This drawing to the immediate right is a beloved Shaman and Spirit Guide who has been with me since 1999. His name is Yaconi. He came to me while I was living in Mexico although this drawing or depiction of him didn't come out until May 21, 2007. I remember that date very specifically because it came to me the day before I received some shattering news. He knew I needed his presence. This was the first drawing I did that came from lines and angles. The symmetry I see in it amazes me even now because this one emerged during the time that I was legally blind. I could hardly see the lines I was drawing or the colours I was using and yet, somehow,  through it all, he emerged! After this drawing, I actually began craving geometric shapes and forms.  At that point I sent someone out to buy me a geometry set and as you can see from previous drawings, geometric shapes seem to be my Art Form now. Prior to that all of my drawings were much more flowing and round and free form. Now I love to see what comes out when I start playing with angles and lines. Drawing this way has a more solid and grounded feel to it. It feels to me like the energy is being contained in a very powerful way, as opposed to just hanging out there in an undefined way, somewhere in space.

There is a strikingly similar feel in the vocal work I am doing now. I used to do more free form vocalizing and sounding -- just allowing the sound to flow. That can be wonderful and freeing, just like drawing freely without boundaries. But there is something about creating a "container" that, for me, brings the energies (be they vocal or artistic) together in a much more powerful and grounded way. In my Artwork, the container is the geometric form itself. Everything is contained within a framework of lines and angles. In my vocal work, the technique, Speech Level Singing, is the container or the framework for the voice. The constant repetition of scales and vowels creates a solid and safe pathway for the voice to travel through. One constant focus in this vocal technique is on strengthening the vocal chords and using them in ways that are healthy and safe.  Simply sounding and vocalizing freely, while it could feel wonderful and exciting in the moment, and could at times, take me into expanded levels of consciousness, it could also, at times, leave my throat feeling scratchy the next day. And sometimes my jaw would feel even tighter and more clenched the day after I had been "way out there" with my voice. I think  my psyche just wasn't ready to move so quickly into that level of feeling "way out there". So I could end up feeling quite ungrounded and sometimes I would react by feeling more closed down afterwards and by feeling my voice retreat somewhere deep inside of me.
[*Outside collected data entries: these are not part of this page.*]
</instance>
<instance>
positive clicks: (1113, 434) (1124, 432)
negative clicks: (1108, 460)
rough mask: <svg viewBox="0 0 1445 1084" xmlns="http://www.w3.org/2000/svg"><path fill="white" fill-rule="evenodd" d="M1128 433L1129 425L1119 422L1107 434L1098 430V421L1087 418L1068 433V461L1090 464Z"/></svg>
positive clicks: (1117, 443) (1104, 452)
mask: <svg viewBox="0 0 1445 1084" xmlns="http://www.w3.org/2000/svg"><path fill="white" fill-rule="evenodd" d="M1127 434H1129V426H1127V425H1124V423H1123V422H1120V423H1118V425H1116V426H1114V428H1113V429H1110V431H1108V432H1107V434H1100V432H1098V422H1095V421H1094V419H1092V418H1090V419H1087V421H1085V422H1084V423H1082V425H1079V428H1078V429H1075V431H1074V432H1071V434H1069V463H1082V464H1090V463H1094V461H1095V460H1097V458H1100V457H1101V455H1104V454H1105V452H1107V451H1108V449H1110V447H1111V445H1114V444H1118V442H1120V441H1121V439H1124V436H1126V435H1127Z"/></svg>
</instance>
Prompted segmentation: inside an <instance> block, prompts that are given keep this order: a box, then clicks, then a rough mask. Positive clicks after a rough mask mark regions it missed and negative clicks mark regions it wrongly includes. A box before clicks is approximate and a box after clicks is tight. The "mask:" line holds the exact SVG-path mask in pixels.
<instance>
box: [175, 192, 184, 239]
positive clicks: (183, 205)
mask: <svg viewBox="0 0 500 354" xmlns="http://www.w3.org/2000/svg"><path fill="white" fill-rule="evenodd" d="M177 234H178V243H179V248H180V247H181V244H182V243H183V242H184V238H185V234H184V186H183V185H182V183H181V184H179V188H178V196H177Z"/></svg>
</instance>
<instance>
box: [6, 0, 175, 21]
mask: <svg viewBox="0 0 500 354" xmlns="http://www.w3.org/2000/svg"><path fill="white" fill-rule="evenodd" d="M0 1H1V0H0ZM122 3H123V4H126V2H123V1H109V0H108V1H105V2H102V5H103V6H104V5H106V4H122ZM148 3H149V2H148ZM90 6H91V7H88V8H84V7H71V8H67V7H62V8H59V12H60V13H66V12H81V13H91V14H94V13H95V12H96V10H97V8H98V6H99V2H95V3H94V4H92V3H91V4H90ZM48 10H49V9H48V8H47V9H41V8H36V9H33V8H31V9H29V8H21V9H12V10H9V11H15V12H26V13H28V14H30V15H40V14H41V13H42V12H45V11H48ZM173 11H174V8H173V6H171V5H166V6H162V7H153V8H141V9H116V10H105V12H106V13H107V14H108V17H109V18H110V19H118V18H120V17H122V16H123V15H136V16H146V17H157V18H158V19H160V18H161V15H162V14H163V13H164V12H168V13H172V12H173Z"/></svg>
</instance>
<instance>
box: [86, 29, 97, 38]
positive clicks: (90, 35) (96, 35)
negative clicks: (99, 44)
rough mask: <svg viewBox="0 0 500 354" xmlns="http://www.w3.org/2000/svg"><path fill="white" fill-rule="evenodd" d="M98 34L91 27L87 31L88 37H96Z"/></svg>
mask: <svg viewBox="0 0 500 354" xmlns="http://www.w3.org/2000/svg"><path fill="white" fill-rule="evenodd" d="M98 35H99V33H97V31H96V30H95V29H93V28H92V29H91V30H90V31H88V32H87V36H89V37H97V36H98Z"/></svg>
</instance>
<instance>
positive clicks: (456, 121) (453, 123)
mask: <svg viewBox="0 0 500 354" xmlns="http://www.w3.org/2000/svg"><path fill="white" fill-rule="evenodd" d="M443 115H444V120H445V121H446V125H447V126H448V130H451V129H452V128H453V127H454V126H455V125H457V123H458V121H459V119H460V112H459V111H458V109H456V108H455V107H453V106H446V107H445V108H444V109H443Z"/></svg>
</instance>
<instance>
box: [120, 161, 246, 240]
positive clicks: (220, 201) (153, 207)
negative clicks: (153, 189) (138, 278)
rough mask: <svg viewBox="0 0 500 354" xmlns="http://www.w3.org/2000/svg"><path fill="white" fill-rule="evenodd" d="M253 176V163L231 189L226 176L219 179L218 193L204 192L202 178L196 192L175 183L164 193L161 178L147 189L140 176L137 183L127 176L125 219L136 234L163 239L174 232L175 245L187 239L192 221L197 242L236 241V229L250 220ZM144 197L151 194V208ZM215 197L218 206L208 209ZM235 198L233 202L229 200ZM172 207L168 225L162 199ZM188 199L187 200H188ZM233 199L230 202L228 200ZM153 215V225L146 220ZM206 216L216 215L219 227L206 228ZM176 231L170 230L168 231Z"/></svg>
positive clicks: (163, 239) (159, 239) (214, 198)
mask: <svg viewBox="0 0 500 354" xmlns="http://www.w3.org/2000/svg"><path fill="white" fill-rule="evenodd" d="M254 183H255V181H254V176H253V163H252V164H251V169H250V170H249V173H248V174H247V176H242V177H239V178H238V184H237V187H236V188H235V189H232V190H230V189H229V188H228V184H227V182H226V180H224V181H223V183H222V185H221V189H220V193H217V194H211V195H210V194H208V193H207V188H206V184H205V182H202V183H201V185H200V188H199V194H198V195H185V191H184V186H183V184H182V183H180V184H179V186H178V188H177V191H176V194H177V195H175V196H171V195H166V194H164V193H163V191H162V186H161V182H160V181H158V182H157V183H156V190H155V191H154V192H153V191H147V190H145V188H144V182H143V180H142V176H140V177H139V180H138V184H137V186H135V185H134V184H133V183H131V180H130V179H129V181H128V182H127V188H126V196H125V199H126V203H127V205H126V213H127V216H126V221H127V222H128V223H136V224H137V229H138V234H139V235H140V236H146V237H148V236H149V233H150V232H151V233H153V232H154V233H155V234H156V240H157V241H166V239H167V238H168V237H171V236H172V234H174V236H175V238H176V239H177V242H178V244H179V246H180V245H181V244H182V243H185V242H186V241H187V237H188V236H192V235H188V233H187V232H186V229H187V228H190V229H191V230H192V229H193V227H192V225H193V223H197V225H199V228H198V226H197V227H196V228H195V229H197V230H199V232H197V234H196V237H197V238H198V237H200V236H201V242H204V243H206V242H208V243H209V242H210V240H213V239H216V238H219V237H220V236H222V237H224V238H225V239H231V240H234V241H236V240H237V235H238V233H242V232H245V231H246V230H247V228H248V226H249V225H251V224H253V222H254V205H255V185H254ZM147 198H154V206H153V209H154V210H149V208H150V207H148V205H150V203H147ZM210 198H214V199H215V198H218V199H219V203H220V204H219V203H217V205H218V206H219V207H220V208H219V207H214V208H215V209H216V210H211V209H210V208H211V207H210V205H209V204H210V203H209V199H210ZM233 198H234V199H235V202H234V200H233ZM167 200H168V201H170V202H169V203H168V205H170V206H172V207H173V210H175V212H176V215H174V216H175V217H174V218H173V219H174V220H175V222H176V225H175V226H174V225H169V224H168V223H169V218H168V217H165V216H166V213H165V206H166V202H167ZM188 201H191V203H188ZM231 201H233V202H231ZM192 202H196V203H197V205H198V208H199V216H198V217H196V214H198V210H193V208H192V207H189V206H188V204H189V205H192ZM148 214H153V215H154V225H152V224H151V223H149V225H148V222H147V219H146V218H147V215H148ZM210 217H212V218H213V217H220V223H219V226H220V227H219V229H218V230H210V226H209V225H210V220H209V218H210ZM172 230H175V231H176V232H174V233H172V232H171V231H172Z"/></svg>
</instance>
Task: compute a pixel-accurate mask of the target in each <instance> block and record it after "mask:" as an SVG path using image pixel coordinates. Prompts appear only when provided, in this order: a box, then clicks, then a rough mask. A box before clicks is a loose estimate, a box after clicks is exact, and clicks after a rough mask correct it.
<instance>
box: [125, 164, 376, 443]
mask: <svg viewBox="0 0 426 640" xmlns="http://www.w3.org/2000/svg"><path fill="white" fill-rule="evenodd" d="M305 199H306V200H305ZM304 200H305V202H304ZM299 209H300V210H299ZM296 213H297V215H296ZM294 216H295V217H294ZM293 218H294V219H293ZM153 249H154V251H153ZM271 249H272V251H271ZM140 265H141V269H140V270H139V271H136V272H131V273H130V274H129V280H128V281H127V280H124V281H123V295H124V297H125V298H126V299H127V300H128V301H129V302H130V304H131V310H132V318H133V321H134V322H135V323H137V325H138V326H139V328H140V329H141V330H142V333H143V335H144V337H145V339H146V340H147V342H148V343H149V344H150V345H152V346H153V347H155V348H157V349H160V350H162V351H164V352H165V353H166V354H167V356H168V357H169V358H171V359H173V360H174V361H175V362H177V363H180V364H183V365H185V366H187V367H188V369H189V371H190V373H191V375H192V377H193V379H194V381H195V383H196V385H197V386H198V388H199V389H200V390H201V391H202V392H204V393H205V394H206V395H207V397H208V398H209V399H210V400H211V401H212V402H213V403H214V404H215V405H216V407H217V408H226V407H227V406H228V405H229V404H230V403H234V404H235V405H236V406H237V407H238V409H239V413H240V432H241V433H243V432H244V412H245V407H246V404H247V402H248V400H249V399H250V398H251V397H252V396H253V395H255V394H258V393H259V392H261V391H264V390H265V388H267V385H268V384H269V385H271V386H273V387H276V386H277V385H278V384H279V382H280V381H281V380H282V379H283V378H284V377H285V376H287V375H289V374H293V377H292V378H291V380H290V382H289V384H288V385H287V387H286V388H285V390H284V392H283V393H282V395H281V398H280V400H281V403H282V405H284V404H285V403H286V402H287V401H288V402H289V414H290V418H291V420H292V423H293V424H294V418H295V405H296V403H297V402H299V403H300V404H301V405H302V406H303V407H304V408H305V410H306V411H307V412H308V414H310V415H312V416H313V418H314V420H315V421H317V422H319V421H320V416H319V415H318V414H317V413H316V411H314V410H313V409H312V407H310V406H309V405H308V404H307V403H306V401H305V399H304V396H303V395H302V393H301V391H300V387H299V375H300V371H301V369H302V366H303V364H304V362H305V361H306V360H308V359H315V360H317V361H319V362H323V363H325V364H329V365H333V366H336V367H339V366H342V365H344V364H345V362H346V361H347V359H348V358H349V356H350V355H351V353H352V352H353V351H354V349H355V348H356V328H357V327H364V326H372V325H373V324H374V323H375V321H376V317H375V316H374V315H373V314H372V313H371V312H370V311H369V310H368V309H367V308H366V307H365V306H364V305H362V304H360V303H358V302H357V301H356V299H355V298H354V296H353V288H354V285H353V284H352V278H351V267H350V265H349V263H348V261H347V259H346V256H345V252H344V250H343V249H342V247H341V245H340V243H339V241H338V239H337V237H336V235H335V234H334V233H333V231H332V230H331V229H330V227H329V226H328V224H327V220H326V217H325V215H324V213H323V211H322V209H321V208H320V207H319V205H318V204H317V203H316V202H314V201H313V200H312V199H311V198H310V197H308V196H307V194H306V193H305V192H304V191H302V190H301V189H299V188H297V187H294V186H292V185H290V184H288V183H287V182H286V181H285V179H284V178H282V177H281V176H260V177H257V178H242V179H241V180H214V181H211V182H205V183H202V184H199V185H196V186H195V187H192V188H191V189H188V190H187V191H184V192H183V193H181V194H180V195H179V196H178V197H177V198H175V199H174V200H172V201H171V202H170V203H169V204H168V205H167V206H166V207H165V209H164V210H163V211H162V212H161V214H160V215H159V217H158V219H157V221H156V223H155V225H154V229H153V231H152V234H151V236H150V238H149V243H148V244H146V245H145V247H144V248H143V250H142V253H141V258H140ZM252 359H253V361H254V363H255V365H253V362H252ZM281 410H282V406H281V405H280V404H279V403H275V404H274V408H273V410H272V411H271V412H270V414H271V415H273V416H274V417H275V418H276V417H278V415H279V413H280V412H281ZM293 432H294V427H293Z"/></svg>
I find it really important, in my own personal journey, to move step by step. Whenever I just "leap in" to something  (as I have tended to do in the past), especially something that is consciousness expanding, I tend to just as rapidly "leap" back out, often in a more closed down state.

Just as any houseplant needs a good, solid container filled with nourishing soil in order to thrive and bloom, I believe it is equally important for us to create a solid container for our own journey and spiritual awakening (and "vocal awakening" in my case!).

Many of us come from a culture that values instant gratification. I've never seen the way of instant gratification work on the spiritual journey. We can't just "move into the light" and expect to stay there without first embracing our "so called" darkness or woundedness and creating a container of safety and love for our physical and emotional selves. We can't just "push" our voices out there to sing and sound if the surrounding nerves and muscles are not ready to handle that. The voice needs a solid container to move through. Even my Artwork now does not want to be just "hanging in space", dispersing its energy. It wants the container of lines and angles to support and contain it.  

This blog was going to be more about my Shamanic experiences, but this idea of "creating a safe and loving container" for whatever we are learning or experiencing seemed to be more urgent at this point. I'd love to hear any responses or thoughts about this idea.

I wish you all many blessings for your current journey and challenges. May your container be filled with love and acceptance and lots of joy!